誰かの為に、少しでも役に立てたら、別に感謝されなくてもいい、不意に立ち止まってしまった人の一助になれたら…
田口はそう思って警察官を志した、【何を熱くなってんだ?】と仲間に揶揄された事も有ったが、別に気にもならなかった。
本当にどうしようもない自堕落な人生を見つめ直させてくれたのは1人の警察官で、【自分も誰かにとってそんな存在になりたい】その一心でこの世界に飛び込んだ。
しかし、田口が日々感じるのは誰かの役に立てたと言う充足感ではなく、無力でちっぽけな存在だと言う現実でしかなかった。
「嫌…嘘…嫌ぁ…嫌よ…」
医師は女の肩を支えながら部屋に通すと、無機質な白いベットに横たわる遺体の横に案内した。
「………神様…………神様」
消え入りそうな女の声が、音のしない室内にこぼれ落ちる中で、医師が顔に乗せられた白い布を下ろす。
「あ、あぁ…あぁぁ…ああああ!!!!」
切り裂く様な悲痛が、あらんばかりの絶叫が、その場を駆け抜けた…壁にぶつかり反響し、押し戻され、また壁にぶつかり反響する…
出口を見失ったその叫びは居合わせた田口の胸を締め付けた。
大人の遺体の顔は焼けて爛れ、三分の一程度は原型をとどめていない、小さな乳幼児に至っては性別の判断すら難しいレベルと思われる程に延焼している。
女は崩れ落ち、物言わぬ夫と娘が横たわるベットに突っ伏して、呼吸を忘れて嗚咽した、彼女の震える小さく華奢な体のどこからこんな声が出ているのか…

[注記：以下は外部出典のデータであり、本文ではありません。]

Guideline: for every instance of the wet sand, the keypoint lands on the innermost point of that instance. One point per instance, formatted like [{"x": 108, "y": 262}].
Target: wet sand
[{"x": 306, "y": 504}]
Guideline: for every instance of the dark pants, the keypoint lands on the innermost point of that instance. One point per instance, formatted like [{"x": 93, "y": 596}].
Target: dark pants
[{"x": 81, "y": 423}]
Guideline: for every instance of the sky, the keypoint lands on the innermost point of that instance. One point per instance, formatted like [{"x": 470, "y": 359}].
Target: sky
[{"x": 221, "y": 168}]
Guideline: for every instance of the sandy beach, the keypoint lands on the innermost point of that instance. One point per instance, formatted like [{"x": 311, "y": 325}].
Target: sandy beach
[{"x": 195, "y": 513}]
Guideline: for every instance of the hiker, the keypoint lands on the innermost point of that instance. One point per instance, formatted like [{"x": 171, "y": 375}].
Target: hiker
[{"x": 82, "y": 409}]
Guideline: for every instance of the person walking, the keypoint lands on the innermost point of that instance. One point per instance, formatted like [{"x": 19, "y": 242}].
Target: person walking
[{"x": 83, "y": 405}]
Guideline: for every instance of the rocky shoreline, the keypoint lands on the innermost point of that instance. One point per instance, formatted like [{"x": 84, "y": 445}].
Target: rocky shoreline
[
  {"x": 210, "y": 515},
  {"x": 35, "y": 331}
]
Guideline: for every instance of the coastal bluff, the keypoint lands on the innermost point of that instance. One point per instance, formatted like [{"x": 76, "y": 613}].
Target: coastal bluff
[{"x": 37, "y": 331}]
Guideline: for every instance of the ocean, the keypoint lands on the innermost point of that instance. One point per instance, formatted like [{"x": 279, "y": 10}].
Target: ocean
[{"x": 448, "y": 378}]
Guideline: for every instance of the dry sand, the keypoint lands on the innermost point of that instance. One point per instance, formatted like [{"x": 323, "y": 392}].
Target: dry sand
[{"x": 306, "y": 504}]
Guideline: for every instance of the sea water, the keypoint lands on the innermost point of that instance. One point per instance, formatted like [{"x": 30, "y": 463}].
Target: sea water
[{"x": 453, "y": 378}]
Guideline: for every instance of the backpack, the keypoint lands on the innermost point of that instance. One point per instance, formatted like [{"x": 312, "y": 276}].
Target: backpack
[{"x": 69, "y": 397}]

余りに血気迫る女の様子に、田口もまた目頭が熱くなった、幾度となく身元確認には立ち会っていたが、こんな事は初めてだった。
どんな遺族も例外なく家族との突然の別れに傷つき、涙を流す、だがここまで、何と言うか本人がこのまま壊れてしまうのではないかと思う現場には立ち会ったことが無い、少なくとも今までは。
田口は何も言わず、女が落ち着くのを待つ事にした、別に何時間かかっても構わない、本心からそう思った。